Professional Development Resources
Everyone learns differently. The trick is to match your learning style to content that’s relevant both for the job you have now, and the job you want to have in the future.
No matter your interests and preferences, there are plenty of paid and free options for building your sales skills:
- Books, magazines, podcasts, Ted Talks, YouTube
- Free courses and webinars (like Uvaro On Demand)
- Online or in-person classes
- Sales training bootcamps
- 1:1 coaching and mentorship
According to LinkedIn’s Workplace Learning Report, in 2019, 59% of workplaces increased their budgets for online learning, while 39% spent less on face-to-face training.
How to Ask For Professional Development Help
If you’re interested in pursuing training, then you’re already invested in your role, and you’re probably performing well. Keep doing what you’re doing! Managers are more open to professional development for their top performers. They want to keep you happy!
If you’re struggling, continue trying to build positive relationships with your customers and coworkers, show that you’re working hard, and focus on achieving your core performance metrics. When it’s time to ask for supportive resources, your positive attitude will help to get the ball rolling.
Think about how your professional development will help the company. Put yourself in an executive’s shoes.
- Is the business trying to scale?
- Which skills, if you had them, would make things run more smoothly?
- Where can you improve that will have a real impact on the bottom line?
- Can your professional development be leveraged for an internal training program?
Think about your own development, too. What would it take for you to stay at the company for another three years? Do you need more confidence? More responsibility? A higher salary?
Before you draft your request, check your employee handbook, talk to your manager, and ask HR to see if there is existing budget allocated for training. It never hurts to ask. The worst thing that can happen is that they say “no.”
No matter what answer you get, use it to put together a formal request. Even a penny-pincher’s wallet can be opened by a well-structured professional development request.

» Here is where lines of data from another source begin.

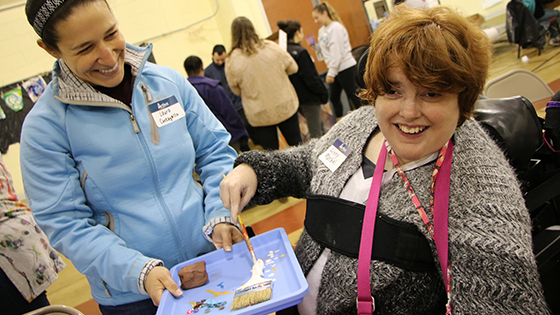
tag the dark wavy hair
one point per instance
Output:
(49, 35)
(290, 27)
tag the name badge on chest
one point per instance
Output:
(166, 111)
(335, 155)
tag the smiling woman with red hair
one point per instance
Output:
(409, 201)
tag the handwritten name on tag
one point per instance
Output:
(335, 155)
(166, 111)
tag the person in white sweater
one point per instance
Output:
(334, 46)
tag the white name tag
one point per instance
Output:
(166, 111)
(335, 155)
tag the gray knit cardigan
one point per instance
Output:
(490, 250)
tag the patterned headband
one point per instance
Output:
(44, 14)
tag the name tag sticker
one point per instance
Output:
(166, 111)
(335, 155)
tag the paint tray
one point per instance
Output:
(228, 271)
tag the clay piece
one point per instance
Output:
(194, 275)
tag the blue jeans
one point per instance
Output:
(548, 14)
(13, 303)
(144, 307)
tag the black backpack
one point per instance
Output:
(522, 27)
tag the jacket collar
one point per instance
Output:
(68, 88)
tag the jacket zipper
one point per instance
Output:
(154, 131)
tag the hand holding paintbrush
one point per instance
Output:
(257, 289)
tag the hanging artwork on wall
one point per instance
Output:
(13, 99)
(15, 104)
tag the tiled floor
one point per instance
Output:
(72, 289)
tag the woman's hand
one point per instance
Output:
(159, 279)
(237, 189)
(224, 235)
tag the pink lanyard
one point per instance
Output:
(439, 204)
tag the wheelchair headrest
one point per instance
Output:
(513, 123)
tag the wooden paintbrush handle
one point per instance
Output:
(246, 237)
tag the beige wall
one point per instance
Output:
(142, 20)
(139, 20)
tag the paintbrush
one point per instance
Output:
(257, 289)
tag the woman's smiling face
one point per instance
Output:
(414, 120)
(91, 45)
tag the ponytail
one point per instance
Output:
(333, 15)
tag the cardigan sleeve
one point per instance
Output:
(280, 173)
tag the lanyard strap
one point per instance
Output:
(365, 301)
(439, 205)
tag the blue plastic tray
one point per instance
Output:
(228, 271)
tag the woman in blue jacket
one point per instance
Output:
(107, 157)
(310, 89)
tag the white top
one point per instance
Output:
(356, 190)
(334, 45)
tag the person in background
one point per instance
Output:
(28, 263)
(536, 7)
(107, 157)
(216, 71)
(310, 89)
(452, 232)
(334, 45)
(217, 100)
(258, 70)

What to Include in Your Training Request
Do your research. Look at ratings and reviews. Capture success stories and specific business outcomes.
Be ready to show how training support will enhance your job performance, help your team, improve competitiveness, and benefit the company. Sell the opportunity. Make it impossible for them to say no.

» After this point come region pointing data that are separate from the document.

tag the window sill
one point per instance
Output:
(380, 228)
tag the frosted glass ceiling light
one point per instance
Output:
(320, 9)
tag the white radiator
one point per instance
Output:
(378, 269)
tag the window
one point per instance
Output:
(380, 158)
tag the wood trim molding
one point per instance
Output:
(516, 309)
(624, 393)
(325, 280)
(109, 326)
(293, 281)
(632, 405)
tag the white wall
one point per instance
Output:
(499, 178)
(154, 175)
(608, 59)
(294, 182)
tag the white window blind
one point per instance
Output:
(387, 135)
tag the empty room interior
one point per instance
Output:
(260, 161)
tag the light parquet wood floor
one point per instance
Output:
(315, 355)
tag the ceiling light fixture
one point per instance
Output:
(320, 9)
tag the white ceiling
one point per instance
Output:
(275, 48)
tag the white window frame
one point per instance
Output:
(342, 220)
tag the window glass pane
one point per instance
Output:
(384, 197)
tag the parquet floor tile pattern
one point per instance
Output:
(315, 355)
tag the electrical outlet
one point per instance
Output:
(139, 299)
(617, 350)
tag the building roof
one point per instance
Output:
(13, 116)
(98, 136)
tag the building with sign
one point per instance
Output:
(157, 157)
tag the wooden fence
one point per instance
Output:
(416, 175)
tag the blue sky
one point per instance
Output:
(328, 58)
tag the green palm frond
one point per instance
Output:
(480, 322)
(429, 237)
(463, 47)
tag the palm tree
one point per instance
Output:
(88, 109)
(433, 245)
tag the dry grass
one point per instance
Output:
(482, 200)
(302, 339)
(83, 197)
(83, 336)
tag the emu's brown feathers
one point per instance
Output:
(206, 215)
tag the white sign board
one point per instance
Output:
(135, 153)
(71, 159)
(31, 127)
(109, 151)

- Details About The Course — Include dates, times (or timelines), and location. Explain what the commitment is, and what impact it will have on your job performance.

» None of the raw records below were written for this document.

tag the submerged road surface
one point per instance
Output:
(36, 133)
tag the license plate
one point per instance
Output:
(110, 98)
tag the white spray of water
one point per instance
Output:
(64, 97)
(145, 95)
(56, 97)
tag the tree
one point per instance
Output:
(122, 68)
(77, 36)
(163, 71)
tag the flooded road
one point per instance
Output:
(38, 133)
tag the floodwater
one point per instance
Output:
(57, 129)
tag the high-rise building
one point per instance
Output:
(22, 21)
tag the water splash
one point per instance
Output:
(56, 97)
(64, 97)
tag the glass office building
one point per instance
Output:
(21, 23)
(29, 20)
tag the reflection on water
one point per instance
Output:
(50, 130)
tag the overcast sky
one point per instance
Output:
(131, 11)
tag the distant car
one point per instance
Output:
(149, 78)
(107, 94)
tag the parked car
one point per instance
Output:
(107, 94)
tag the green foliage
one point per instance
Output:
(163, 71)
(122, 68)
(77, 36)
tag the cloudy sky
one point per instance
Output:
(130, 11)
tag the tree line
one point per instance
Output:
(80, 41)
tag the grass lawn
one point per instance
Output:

- Why You Want It — How will it change what you do and help you to perform better?
- How It Helps The Company — Is there room for you to grow? What gaps will you fill? Can you share what you learned?
- How You’ll Justify It — Lay out an accountability plan. How will you implement what you learn? What results can you commit to in advance? What happens if it doesn’t work?
- Available Resources — Explore payment options. Training is a tax-deductible business expense. And many areas have access to additional grants and subsidies, too.
The Muse online blog has great email templates you can leverage to write a professional request.
Own Your Future
If you’re requesting a coaching or education budget, be ready to convince your superiors the sales training will be worth their while. Good employers will see value in developing and retaining great workers. Companies like Uvaro exist to fill the sales training gap for employers looking to provide reputable training for their team.
Even sales training at a premium price can bring a huge return on investment—both in commissions for you, and in revenue for the company.
So go ahead and ask for what you need. It’s your future, after all!